11. It is well settled that if the interpretation of any fiscal enactment is open to doubt, the construction most beneficial to the subject should be adopted, even if it results in its obtaining an advantage. On a reasonable construction of the relevant provisions of the policy in the light of the facts mentioned above. I am of the view that in this case hydraulic pumps which having been imported by the petitioners for being used by the actual user (Hindustan Motors Ltd.) in the manufacture of another product (excavators), such items would come within the purview of components and not spares. The pumps in question are permissible items for import under Appendix 5 and cannot be treated as spares within the meaning of Appendix 26 read with Appendix 30.

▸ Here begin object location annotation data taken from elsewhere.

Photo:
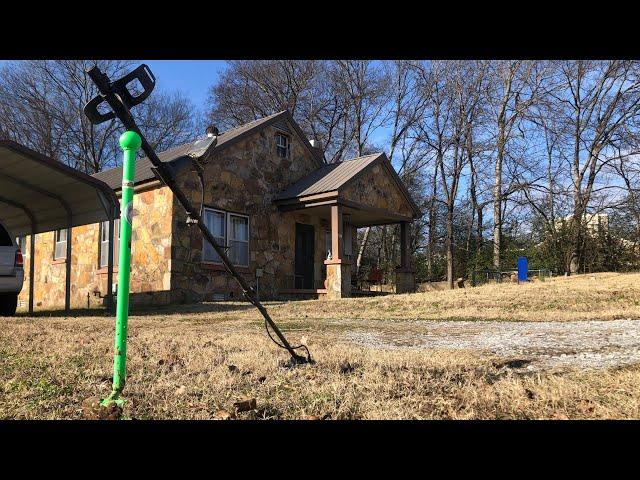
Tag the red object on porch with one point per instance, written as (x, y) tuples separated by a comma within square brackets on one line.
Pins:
[(374, 277)]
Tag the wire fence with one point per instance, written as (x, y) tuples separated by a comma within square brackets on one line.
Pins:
[(481, 277)]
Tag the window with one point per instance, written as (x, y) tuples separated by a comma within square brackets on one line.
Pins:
[(347, 239), (5, 238), (215, 222), (22, 243), (239, 240), (104, 242), (327, 243), (229, 230), (282, 145), (61, 244)]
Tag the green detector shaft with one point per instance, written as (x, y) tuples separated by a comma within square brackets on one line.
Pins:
[(130, 143)]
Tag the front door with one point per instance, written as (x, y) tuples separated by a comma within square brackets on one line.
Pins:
[(304, 256)]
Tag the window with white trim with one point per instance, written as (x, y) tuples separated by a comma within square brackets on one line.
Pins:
[(21, 241), (238, 239), (104, 242), (347, 237), (230, 230), (60, 250), (282, 145)]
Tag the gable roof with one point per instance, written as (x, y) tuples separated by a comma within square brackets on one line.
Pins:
[(338, 175), (113, 177), (328, 178)]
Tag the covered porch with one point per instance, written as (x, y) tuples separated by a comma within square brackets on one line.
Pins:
[(337, 200)]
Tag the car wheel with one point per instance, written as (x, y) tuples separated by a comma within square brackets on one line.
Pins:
[(8, 304)]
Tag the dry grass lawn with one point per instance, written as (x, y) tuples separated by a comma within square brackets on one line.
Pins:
[(181, 360)]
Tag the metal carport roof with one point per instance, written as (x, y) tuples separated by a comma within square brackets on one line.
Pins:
[(39, 194), (33, 184)]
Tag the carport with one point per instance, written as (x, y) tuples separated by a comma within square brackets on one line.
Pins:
[(39, 194)]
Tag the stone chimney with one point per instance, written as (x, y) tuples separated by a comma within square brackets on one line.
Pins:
[(212, 131)]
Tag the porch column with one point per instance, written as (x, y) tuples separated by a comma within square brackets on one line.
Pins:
[(405, 274), (338, 269)]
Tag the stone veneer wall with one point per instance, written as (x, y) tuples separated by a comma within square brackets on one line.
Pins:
[(376, 188), (151, 258), (243, 178)]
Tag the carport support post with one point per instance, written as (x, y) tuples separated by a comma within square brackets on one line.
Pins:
[(67, 285), (32, 265), (130, 143)]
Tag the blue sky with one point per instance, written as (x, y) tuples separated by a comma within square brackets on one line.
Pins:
[(192, 77), (195, 77)]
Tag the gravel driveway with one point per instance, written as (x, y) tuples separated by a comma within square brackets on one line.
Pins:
[(582, 344)]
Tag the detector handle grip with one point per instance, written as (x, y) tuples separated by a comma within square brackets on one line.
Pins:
[(120, 87)]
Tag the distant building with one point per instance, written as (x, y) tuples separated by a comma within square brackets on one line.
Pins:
[(593, 221)]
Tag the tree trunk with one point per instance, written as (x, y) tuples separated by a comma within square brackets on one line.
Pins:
[(497, 213), (450, 248)]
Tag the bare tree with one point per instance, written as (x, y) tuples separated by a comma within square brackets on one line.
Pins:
[(514, 87), (596, 100)]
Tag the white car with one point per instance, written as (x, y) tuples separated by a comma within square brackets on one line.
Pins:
[(11, 272)]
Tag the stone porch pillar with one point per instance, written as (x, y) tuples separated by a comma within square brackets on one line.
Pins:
[(338, 268), (405, 274)]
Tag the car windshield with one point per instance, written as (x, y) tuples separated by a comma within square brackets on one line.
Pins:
[(5, 238)]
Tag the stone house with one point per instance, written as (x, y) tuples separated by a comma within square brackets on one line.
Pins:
[(287, 219)]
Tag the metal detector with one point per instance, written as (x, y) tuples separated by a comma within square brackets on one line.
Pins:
[(119, 99)]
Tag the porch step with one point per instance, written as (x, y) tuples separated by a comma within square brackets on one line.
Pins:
[(368, 293)]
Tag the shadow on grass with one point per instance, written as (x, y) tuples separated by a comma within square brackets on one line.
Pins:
[(148, 310)]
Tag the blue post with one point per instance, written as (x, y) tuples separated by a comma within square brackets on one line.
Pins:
[(523, 269)]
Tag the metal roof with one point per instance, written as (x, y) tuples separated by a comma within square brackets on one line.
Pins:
[(328, 178), (35, 188), (144, 173)]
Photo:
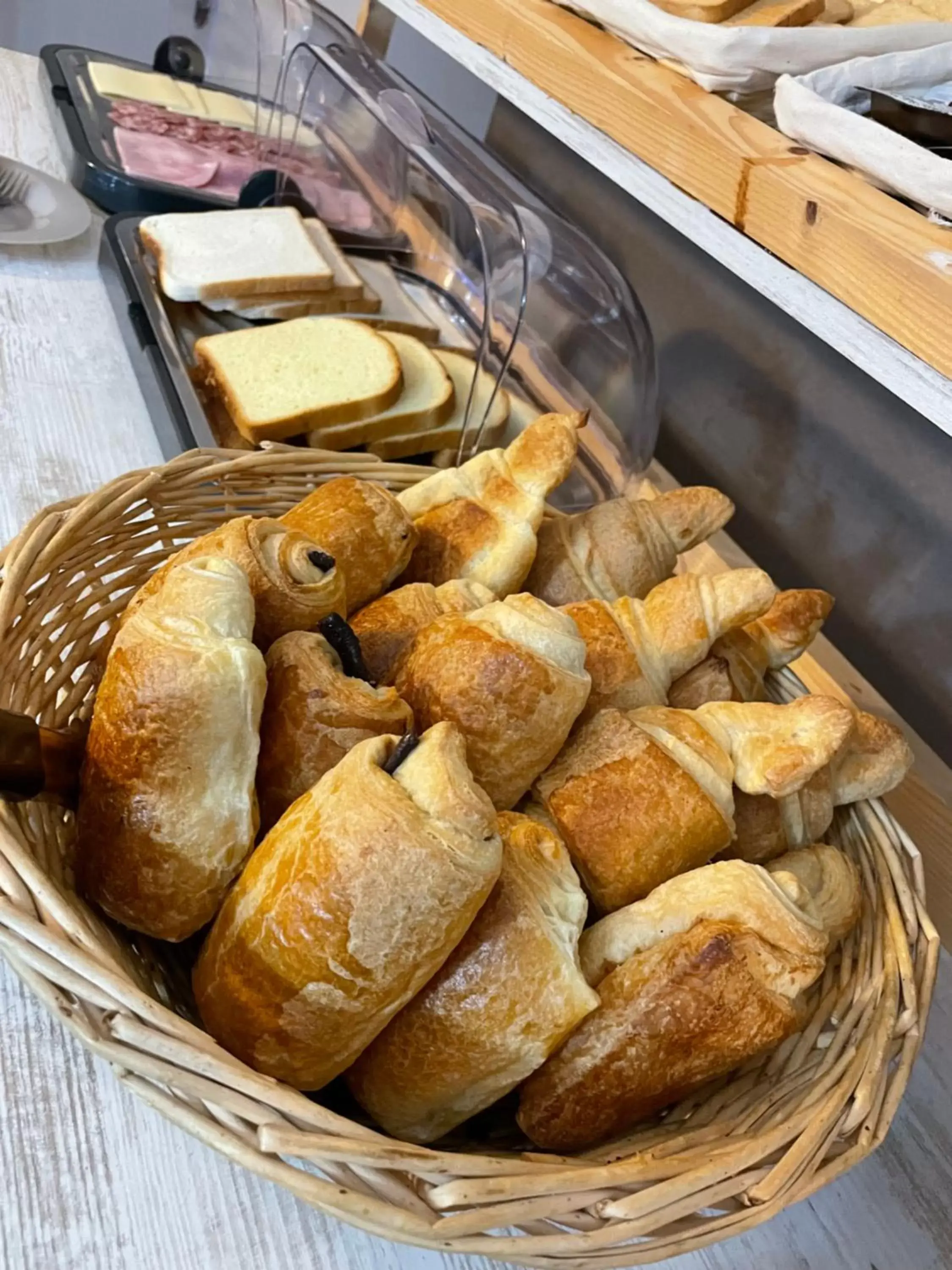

12. For the aforesaid reasons this application succeeds. The order dated 7th May, 1984 passed by the Collector of Customs imposing a penalty of Rs. 50,000 is set aside. The order dated 9th May, 1984 on the bill of entry dated 29th April, 1984 is also set aside. The respondents are directed to release the two hydraulic pumps covered under licence No. P/W/0487989 dated 27th December, 1983 and the bill of entry dated 20th April, 1984 upon payment of the assessed duty. The consignment shall be released by the Customs authorities within 48 hours from the date of payment of the assessed duties. The respondents are directed to make necessary assessment and issue challans to the petitioner within 48 hours from the date of communication of this order. The respondents are also directed to issue wharfage rent exemption certificate in respect of the aforesaid goods from the date of noting of the bill of entry till the date of release.
13. Let a plain copy of this order, counter-signed by the Assistant Registrar (Court) be handed over to the learned Advocates for the parties.